I am introverted, and I like both extroverted and introverted women, but I cannot imagine myself with an extremely extroverted woman who needs people and parties 24/7.
I'm a weird blend of both. I'm not social by nature and I prefer to keep to myself but when I want to be I can be very social and outgoing, among friends or strangers.
I'm an introvert, and I think I probably want someone like me because she'll be able to understand me better.
I am more extroverted but I have introvert characteristics as well. I'd want an extrovert as a partner
I'm introverted and my dream partner is extroverted because I want him to take me out of my comfort zone.
I’m an ambivert. My ideal partner is an ambivert but I wouldn’t mind an extrovert. I can’t deal with introverts
I am an extrovert and this enables me to communicate at large. Attracting the attention of other extroverts.
I'm like 60/40 extrovert. I would like my wife to be close to that. Definitely can't deal with introverts.
Depends where I am. At work I have headphones on and prefer people not to talk to me cos I'm busy.If I'm out with friends I tend to be the loudest person most of the time.
I am an introvert who turns into an extrovert only when I am around people who make me feel at ease. And my dream partner is definitely as introverted as me. ☺
That is actually Ambivert
Hey @natasha3012, can u please drop me personal message
I am more of an extrovert, but I prefer to use the term introverted extrovert. My dream partner is also an extrovert because I’ve pretty much already met my dream partner and they are an extrovert.
Introvert, partner is either introvert or extrovert doesn't matter. Just that I don't want partner to be gold digger.
I’m VERY introverted. I guess I’d prefer extroverted because I do enjoy socializing, but with a buffer. I need another person there, I feel comfortable with. Otherwise I don’t socialize AT ALL.
I don't know why but I always like "extremes", as in, entirely extroverted or entirely introverted.I am introverted myself.
I’m introverted so I’d like to find someone that is an extrovert when I’m older. I wanna be more outgoing 🤤
Wrong emoji I meant * 🔥*
I prefer the original lmao
I’m very in between and my boyfriend is extroverted which is really good because we compliment each other pretty well
I am very shy to talk to men or women of my own age I don't know why. I usually take away my eyes away from the person who looks in me. I don't know about my future partner
I prefer an ambivert like me. Extroverts aren't too bad, but introverts are an absolute no-no.
I’m introverted and my dream partner is introverted
Introverted definitely and I don't really have a preference, as long as he's a goth
I’m a little bit of both! I’m introverted for the most part and we sat a lot with our silences in my family but I do get extroverted with certain people. I guess selective is the word.
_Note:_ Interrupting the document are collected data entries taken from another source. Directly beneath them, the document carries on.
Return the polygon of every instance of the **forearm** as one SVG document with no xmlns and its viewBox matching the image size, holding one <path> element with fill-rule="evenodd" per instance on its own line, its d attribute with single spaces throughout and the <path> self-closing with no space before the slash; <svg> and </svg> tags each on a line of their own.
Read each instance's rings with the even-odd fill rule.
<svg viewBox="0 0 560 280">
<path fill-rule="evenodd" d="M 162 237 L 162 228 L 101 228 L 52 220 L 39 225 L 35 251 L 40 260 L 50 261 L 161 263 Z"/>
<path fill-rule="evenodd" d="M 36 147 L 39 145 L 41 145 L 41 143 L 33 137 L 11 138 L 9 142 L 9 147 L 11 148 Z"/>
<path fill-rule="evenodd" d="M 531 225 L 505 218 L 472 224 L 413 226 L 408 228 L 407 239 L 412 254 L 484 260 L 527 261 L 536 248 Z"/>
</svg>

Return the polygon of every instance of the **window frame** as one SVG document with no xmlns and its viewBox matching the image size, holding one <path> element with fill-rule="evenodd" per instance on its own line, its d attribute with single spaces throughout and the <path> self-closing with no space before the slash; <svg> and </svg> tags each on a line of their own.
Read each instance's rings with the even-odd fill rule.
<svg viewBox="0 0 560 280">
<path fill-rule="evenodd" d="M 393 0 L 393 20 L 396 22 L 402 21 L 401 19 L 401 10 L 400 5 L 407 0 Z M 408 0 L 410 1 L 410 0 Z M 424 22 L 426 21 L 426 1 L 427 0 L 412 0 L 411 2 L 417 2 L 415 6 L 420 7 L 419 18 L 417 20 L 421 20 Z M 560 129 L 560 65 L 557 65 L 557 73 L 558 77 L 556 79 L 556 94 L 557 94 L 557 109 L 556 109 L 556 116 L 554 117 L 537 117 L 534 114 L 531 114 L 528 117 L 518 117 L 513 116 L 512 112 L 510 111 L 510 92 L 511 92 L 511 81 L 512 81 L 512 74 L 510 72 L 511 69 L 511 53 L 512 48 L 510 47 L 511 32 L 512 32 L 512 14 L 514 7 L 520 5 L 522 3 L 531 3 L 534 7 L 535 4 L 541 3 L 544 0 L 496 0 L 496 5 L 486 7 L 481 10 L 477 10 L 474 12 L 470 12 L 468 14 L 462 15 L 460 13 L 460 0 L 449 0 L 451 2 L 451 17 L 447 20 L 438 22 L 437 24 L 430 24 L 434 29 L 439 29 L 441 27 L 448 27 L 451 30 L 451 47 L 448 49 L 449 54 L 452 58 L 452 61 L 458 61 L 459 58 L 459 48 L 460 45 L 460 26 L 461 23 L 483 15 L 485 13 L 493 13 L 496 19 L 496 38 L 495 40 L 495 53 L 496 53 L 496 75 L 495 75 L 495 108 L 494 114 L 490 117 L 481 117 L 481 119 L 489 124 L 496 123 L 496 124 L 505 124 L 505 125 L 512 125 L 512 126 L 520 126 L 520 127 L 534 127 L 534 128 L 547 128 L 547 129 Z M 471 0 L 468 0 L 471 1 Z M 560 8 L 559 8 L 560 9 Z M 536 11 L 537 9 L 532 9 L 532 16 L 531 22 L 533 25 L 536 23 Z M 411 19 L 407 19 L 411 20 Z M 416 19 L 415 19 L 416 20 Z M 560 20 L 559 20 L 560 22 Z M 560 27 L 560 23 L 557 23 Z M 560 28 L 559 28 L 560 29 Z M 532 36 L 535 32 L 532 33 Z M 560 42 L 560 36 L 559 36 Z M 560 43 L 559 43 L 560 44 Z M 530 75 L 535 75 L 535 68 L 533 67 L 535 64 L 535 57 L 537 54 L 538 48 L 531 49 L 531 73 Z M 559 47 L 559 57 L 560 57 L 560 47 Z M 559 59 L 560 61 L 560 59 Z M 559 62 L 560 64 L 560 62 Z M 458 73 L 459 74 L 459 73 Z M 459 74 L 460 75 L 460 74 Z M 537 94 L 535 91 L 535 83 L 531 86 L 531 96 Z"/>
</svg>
I’m an introvert in general, doesn’t mean I don’t have extrovert traits. I’m the only child of my family and that’s most probably the reason, why I always need some space after I’ve been with a crowd (Spending time with myself, being alone etc).
Im an introvert but i prefer the company of extraverts cos i find them more fun. Tiring to be around for long tho
Ambivert bordering on extravert though. I hope my future partner has a quiet confidence (not sure what that is)
I am extremely extroverted and have to be with someone who is at least willing to socialize to some extent
I'm a introvert but I can be a extrovert around the right people. I can get along fine with both I wouldn't mind a extrovert though.
That would be 'I' or 'E' in MBTI type talk. About 75% of the population - both genders - are extroverted. They actually think there's something wrong with introverts that should get 'fixed'. Opposites attract... for a LOT of reasons.
I'm balanced and I desire to be with someone balanced as well.